"Cara Unione,

ieri ho avuto conferma (l'ennesima) che sono 'strani' coloro che rispettano le regole.

Centro trasfusionale dell'ospedale Santa Barbara, a Iglesias: sono le 11.55 quando arrivo, con già la mascherina indossata, al secondo piano della palazzina che ospita il servizio, per una visita ematologica urgente (prenotata ieri dalle gentilissime e amorevoli - tengo a evidenziarlo - operatrici del Cup dello stesso presidio) fissata alle 12. Sono in anticipo e aspetto l'orario previsto prima di suonare il campanello: passa qualche minuto, sento voci in lontananza, ma nessuno si avvicina. Resto in piedi, ché la poltrona ha un aspetto poco rassicurante dal punto di vista igienico e sull'unica sedia presente (sistemata per interdire l'accesso al reparto) trova posto un sensore che si aziona appena ci si avvicina. Sono già le 12.10 quando arriva una coppia: lui ha la mascherina, lei no. Dopo i saluti, le ricordo che bisogna indossare il dispositivo, ma lei mi risponde in malo modo e mi dice di farmi gli affari miei. Replico che lo sono, anche miei, perché siamo in una struttura pubblica (sanitaria, peraltro), la norma lo prevede e non sa (né devo dirglielo) che posso essere uno di quei soggetti 'a rischio'. Lei continua a borbottare e dice che non ha visto nessun cartello (è vero, nella struttura non c'è alcun avviso né controllo all'ingresso). 'Gente fissata con questa storia del Covid', continua. Le suggerisco di smetterla e la avverto di essere pronta a chiamare la Polizia. Si allontana e, quando ormai sono le 12.20, un'infermiera si presenta all'ingresso: ha la mascherina abbassata e sono costretta a chiedere anche a lei di indossarla correttamente. 'Ha ragione, mi scusi', dice. Ma mi sento gli occhi puntati addosso come se fossi un'invasata che chiede qualcosa di strano.

Mi infastidisce la sensazione di essere quasi fuori posto, da paziente che anziché essere tutelata dagli operatori sanitari, si vede costretta a ricordar loro quali siano le regole da seguire.

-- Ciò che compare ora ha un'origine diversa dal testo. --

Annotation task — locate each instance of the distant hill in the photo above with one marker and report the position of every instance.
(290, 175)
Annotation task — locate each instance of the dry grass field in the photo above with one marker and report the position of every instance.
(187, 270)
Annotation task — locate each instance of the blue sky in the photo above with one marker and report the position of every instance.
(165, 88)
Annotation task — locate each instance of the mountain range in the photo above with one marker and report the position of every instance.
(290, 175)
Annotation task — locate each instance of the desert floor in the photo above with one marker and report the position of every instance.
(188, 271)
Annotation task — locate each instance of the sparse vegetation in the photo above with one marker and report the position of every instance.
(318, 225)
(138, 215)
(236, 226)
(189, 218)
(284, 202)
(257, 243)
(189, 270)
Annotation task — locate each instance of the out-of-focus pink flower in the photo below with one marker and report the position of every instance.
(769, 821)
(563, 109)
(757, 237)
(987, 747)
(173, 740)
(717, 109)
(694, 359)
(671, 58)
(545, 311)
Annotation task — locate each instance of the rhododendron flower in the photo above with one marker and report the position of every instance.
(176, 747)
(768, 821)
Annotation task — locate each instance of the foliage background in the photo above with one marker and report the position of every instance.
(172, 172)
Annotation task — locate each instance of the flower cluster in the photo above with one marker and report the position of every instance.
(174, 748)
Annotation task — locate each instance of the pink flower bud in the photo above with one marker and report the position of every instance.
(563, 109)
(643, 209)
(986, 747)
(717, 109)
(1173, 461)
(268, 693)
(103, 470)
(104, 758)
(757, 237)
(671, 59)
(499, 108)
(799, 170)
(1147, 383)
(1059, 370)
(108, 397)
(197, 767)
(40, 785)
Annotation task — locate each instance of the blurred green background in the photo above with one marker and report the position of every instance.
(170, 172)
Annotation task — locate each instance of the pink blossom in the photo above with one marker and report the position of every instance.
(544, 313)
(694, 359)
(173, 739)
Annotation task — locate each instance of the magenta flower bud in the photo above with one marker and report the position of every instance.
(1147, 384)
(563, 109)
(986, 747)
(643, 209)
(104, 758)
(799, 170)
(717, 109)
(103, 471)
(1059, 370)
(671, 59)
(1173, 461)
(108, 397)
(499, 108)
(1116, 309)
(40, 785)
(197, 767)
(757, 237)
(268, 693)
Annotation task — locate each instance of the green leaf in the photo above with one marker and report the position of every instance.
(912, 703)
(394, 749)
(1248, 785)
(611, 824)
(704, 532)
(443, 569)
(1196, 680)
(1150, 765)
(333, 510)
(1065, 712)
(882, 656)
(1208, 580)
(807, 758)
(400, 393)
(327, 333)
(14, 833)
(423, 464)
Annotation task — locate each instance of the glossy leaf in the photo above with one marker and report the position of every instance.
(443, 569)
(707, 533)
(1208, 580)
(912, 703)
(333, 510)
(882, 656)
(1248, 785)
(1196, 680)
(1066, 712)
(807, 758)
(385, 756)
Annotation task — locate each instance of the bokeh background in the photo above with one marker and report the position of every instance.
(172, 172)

Giuste o sbagliate, non spetta a me dirlo: ma regole in vigore e, pertanto, da rispettare. E da far rispettare. Tutti. Fa specie, poi, che in un luogo 'sensibile' come un servizio sanitario, chi dirige o ha un ruolo, metta i pazienti nell'antipatica condizione di litigare tra loro.

A 'margine', il motivo per cui ero lì, la visita ematologica. Quando sono quasi le 12.30 l'infermiera guarda il foglio di prenotazione e mi dice, sorpresa: 'Ma qui non le stiamo facendo, vada a Carbonia'. Le mostro il foglio del ticket già pagato e le faccio notare che nella prenotazione è indicato il Trasfusionale di Iglesias, mi guarda e risponde: 'Vediamo cosa dice il medico', quasi dovesse farmi un favore. Il dottore si avvicina e mi invita a entrare nella sala visite (nell'androne vedo un uomo, senza mascherina né cartellino identificativo, che preleva contenitori dal reparto), io mi fermo all'ingresso e gli dico che devo igienizzarmi le mani. Lo fa anche lui. Nessuno, in tutto il tempo di permanenza nella struttura, mi misura la temperatura".